All this and more comes to sharper relief when Jelena and Igor illustrate a specific experience of a struggle over citizenship in Serbia. Their anatomy of a student movement is hopeful but cautious. They deftly show how the eruption of a series of events, directly resulting from students protesting, occupying their faculties, and self-organising through so-called plenums, connected all forms of oppression that remained separate and fragmented into an interconnected struggle—a scandal of politics when a movement articulates clearly what is at stake as a common ground. They show how such an eruption can start from modest and minimal demands and grow into transformative, if not revolutionary, claims. Calling for resistance as effective and enduring organising with the most mundane and thus most obvious habits and practices for transforming them into revolutionary claims, Jelena and Igor clarify the task in hand.

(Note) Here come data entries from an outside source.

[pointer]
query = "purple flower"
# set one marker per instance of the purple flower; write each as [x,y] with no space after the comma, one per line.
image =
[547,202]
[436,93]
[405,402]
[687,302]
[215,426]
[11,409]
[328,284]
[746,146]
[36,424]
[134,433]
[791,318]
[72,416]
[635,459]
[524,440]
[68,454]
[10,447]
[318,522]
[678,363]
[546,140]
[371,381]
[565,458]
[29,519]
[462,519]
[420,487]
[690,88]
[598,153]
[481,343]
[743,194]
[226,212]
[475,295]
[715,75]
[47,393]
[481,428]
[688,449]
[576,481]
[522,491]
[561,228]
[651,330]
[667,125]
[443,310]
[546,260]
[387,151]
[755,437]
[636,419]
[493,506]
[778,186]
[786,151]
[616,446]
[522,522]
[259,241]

They remind us that resistances for connecting struggles against authoritarianism for building a larger force are hard, but it is enduring work that we become aware when its results erupt.

A generation of critical scholars on citizenship has revealed its role in dividing a polity into citizens and non-citizens as categories and classes. This institution has profoundly shaped the 21st century if not our imaginary of politics in the last 25 centuries. We now better understand how it governs the relationship between a polity and its people, granting differentiated rights and obligations while simultaneously categorising and classifying the world’s peoples. A critical theory of citizenship demonstrates its dual nature as both an institution of domination and emancipation. This involves examining the struggles of those who protect privileges and those who oppose being categorised or classified as second-class or non-citizens. We are collectively developing such a theory by analysing intersecting rights and connecting them to broader social struggles, which provide meaning to citizenship itself. As my reviewers amply demonstrate, if the book contributes to this collective endeavour, it also highlights the immense theoretical and practical challenges ahead.